Police officers are seen at a traffic barrier outside the Houses of Parliament in central London on August 15, 2018 at the scene of a suspected terror attack on August 14. (AFP photo)

Investigators have revealed details about the man behind Tuesday's car crash that targeted the British Parliament, saying he in being questioned on suspicion of terrorism.

Investigators said Wednesday that Salih Khater, 29, had reportedly driven from his home in Birmingham late on Monday and arrived in the capital London just after midnight.

While crashing his car into the entrance gate of the Palace of Westminster on Tuesday, Khater hit a group of cyclists and pedestrians waiting for traffic lights to change, wounding three people.

Authorities are still attempting to find the motive behind the incident, which the British Home Secretary Sajid Javid said was being treated as a “terrorist attack”.

Police began searching several properties in Birmingham and Nottingham which are suspected to have links to the suspect.

It has been revealed to Press TV that people living in Birmingham who knew Khater have said that they did not consider the man, who is of Sudanese descent, to have been radicalized by terrorist Takfiri ideologies.
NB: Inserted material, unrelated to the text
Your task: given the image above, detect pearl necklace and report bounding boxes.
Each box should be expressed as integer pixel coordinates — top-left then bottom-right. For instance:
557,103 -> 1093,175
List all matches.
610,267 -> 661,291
Labour Party lawmaker Roger Godsiff confirmed the suspect was from his Birmingham constituency of Hall Green, and he is believed to have been known to West Midlands Police.

However, Neil Basu, who serves as the Assistant Commissioner for counter-terrorism in London’s police force, said he doesn't believe this person is known to either MI5 or counter-terrorism police, raising questions over the state-run counter-terror measures.

“It appears to have been a deliberate act, but what the motive was we can’t answer at the moment. We haven’t formally identified the suspect, but we don’t believe he’s known to MI5,” Basu said while speaking to reporters outside New Scotland Yard.

The official added that police did not pursue the attacker before he struck the Westminster gate, saying that the blue lights seen behind him in footage of the incident were those of an ambulance coincidentally answering a separate emergency call.

Basu said that his team’s current priority was to formally identify the suspect “and establish his motivation if we can – he is not currently cooperating”.